Judge Paul Womack said, “All I can tell you is that night I stayed at the court until 7 o’clock in case some late filing came in. I was under the impression we might get something. … It was reasonable to expect an effort would be made with some haste in light of the Supreme Court” action. He added, “It was an important issue. I wanted to be sure to be available in case it was raised.”

Keller didn’t consult the other judges about taking the appeal after 5 p.m. and said she didn’t think she could have reached them. She said, however, that Judge Cheryl Johnson, who was assigned the case, was at the court. Johnson didn’t return a telephone call.

Keller voiced no second thoughts more than a week after her decision.

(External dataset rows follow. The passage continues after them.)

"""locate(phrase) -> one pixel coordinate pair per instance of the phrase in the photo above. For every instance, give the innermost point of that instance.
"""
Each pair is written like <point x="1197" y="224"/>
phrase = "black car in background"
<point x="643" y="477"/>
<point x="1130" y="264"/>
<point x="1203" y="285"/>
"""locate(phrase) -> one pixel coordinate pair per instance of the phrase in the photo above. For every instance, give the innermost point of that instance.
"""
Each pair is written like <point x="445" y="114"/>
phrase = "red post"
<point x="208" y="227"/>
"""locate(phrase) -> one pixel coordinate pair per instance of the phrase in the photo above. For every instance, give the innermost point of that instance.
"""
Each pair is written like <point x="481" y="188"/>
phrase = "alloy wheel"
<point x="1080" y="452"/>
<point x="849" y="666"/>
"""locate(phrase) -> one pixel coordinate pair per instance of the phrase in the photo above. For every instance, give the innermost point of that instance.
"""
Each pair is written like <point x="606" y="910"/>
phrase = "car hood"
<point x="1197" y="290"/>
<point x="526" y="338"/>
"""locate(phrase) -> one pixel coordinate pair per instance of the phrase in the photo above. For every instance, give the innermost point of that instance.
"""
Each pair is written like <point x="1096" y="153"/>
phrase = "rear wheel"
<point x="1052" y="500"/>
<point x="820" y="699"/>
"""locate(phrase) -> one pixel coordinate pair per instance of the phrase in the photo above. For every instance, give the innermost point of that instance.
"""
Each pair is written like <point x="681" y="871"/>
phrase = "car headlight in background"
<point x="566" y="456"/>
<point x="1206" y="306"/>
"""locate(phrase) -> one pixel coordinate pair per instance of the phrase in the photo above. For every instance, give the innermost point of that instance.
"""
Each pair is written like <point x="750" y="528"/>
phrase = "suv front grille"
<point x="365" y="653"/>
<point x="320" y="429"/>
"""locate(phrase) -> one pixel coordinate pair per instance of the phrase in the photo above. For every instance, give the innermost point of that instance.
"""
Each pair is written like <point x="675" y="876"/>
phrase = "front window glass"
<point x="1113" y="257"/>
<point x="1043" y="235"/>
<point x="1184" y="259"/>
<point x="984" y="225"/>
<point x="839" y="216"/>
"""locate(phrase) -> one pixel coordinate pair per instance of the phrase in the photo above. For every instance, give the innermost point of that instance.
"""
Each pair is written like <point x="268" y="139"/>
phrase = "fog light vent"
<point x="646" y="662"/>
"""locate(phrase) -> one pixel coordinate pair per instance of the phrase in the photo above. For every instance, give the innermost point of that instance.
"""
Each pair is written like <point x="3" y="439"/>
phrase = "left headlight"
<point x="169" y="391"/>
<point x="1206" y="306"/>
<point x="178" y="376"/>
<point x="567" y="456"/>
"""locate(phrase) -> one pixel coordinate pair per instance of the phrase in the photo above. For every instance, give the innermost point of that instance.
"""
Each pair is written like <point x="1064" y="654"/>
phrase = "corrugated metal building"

“You’re asking me whether something different would have happened if we had stayed open,” Keller said, “and I think the question ought to be why didn’t they file something on time? They had all day.”

David Dow, an attorney in the case who runs the Texas Innocence Network at the University of Houston Law Center, called her statement “outrageous,” noting that lawyers had to decide legal strategy and then craft a filing about why the case before the U.S. Supreme Court applied to Richard’s arguments.

The reason behind the request for the delay was a severe computer problem, Dow said. He said he told the court clerk about the problem. Keller said the lawyers didn’t give a reason.

Dow also said the court will not accept a filing by e-mail. If it did, he said, lawyers could have met the 5 p.m. deadline once they beat their computer problem, because printing the filing took extra time. The lawyers needed about another 20 minutes.

Jim Harrington, director of the Texas Civil Rights Project, said he was thinking about filing a complaint with the Texas State Commission on Judicial Conduct about Keller.

“When I saw that, I think I would just describe my reaction as ‘stunningly unconscionable,’ ” Harrington said of her refusal. “There has to be some kind of accountability for this.”

Seana Willing, executive director of the Texas commission, said she isn’t sure Keller could be sanctioned, were a complaint to be filed, because she isn’t aware of anything in the Code of Judicial Conduct that would cover her decision to close the clerk’s office while a death penalty case was pending. She indicated she looked through the code after learning of the dispute but could find “nothing specific” dealing with it.

Keller, who was re-elected last year to a six-year term, and Cochran also said they couldn’t think of a provision that Keller’s action would violate. Judge Mike Keasler, noting he teaches judicial ethics, said he knows of no violation related to such an administrative action by the court’s presiding judge.

Harrington said, “I think you’d take the totality of it and have to make some sort of argument this was a gross miscarriage of justice.”

Lawyers said that without a ruling by the Texas Court of Criminal Appeals on Richard’s appeal, the U.S. Supreme Court couldn’t consider it. The U.S. Supreme Court stayed another man’s execution the same week, after his appeal was denied by the Court of Criminal Appeals.

Even though there may not be a specific provision that Keller violated in the the Texas Code of Judicial Conduct, it does say that the code “is not intended as an exhaustive guide for the conduct of judges. They should also be governed in their judicial and personal conduct by general ethical standards”.

So using that clause, it should be possible for the commission to act, even though Keller’s specific ethical lapse is not listed in the Code of Judicial Conduct.

According to quotes in the Chronicle, it appears that Judges Cochran and Womack believe that Keller was the cause of the problems. If they believe that, then according to the Texas Code of Judicial Conduct they themselves may be ethically obligated to file a complaint against Keller with the Texas Commission on Judicial Conduct.

The code says, “A judge who receives information clearly establishing that another judge has committed a violation of this Code should take appropriate action. A judge having knowledge that another judge has committed a violation of this Code that raises a substantial question as to the other judge’s fitness for office shall inform the State Commission on Judicial Conduct or take other appropriate action.”